Thursday, September 17, 2009

Always good to see the national literature debated in the national papers. Pity these debates always take place within such narrow parameters. In this instance, the reactionary Barbara Kay lobbing softballs at novelist-first writers like Steven Galloway. At issue, lyricism versus narrative – again.

Kay’s provocation is hardly worth repeating, though I can assure you, unlike Kay with Lisa Moore’s February, I have read her articles and “have no apologies.” Galloway’s argument, on the other hand, provides the usual B+ response, setting in motion his own blindered outlook.

Where I take issue with Galloway is not his connoisseurial take on what is “neither a novel nor literature,” but his denial of new forms (radio, film, television, internet...) and their influence not only on the literature but as literature – a position typical of a novelist-first writer.

I have read novels (let’s call them fictions, too) “ripped from the headlines” (American Tabloid), just as I have read them as "sitcoms" (Pride and Prejudice), "action movies" (Heinlein’s Starship Soldiers begat Starship Troopers), and, sooner than later, tweets.

Because Galloway has reminded us that “[o]urs is not a homogenous literature,” I would hope that he might prove that to us one day by acknowledging this country’s post-genre, post-medium literary tradition. Until then, and in his words, “literature ceases to exist.”

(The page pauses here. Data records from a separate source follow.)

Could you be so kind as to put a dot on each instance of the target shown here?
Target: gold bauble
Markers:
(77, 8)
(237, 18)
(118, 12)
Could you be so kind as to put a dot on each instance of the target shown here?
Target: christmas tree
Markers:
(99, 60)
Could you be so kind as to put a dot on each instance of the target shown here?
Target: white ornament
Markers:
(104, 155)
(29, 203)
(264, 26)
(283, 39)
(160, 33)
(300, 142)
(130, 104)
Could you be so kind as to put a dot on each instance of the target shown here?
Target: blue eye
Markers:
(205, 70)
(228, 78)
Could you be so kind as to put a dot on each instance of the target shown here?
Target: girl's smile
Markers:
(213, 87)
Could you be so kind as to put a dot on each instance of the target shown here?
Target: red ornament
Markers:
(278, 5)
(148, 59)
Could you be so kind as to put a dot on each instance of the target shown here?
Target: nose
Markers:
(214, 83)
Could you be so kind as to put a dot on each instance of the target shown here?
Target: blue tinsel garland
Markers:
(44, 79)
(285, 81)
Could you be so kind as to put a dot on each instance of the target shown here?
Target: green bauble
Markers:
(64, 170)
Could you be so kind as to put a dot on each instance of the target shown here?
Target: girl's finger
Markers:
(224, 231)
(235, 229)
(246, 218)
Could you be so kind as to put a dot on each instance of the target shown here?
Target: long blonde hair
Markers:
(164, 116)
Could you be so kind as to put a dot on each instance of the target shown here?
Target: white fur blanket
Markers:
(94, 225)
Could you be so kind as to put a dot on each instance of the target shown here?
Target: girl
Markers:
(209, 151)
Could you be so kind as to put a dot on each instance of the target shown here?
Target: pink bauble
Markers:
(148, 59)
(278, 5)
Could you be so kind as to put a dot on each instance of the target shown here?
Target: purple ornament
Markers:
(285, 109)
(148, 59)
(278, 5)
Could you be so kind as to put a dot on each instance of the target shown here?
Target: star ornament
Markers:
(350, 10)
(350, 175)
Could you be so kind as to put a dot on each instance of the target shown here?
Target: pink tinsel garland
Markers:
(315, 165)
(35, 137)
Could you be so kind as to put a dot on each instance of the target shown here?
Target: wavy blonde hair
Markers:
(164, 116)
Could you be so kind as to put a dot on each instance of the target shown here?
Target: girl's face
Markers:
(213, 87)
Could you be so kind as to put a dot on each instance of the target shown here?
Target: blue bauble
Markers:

  1. MT: I think that was what pissed me off about Galloway's (lack of) gall: wants to barricade lit (wants it to be literature) behind a stack of overdue library books. Introspective & boring, instead of expanding the parameters. - CB

  2. Oh yawnation.

    Much more alarming is that either piffle could be considered to constitute debate. The applied ramblings of Marge and Homer on any Tues @ 5 would be more compelling.

    Marc Cote had a much more interesting essay, which swiftly disappeared behind a subscriber key on the Globe before anyone could read it.

    Since when was what a novel's "about" an indication of anything.

    He may as well be invoking the Easter Bunny as artillery.

    More productive to discuss literature with a lamp post at this rate.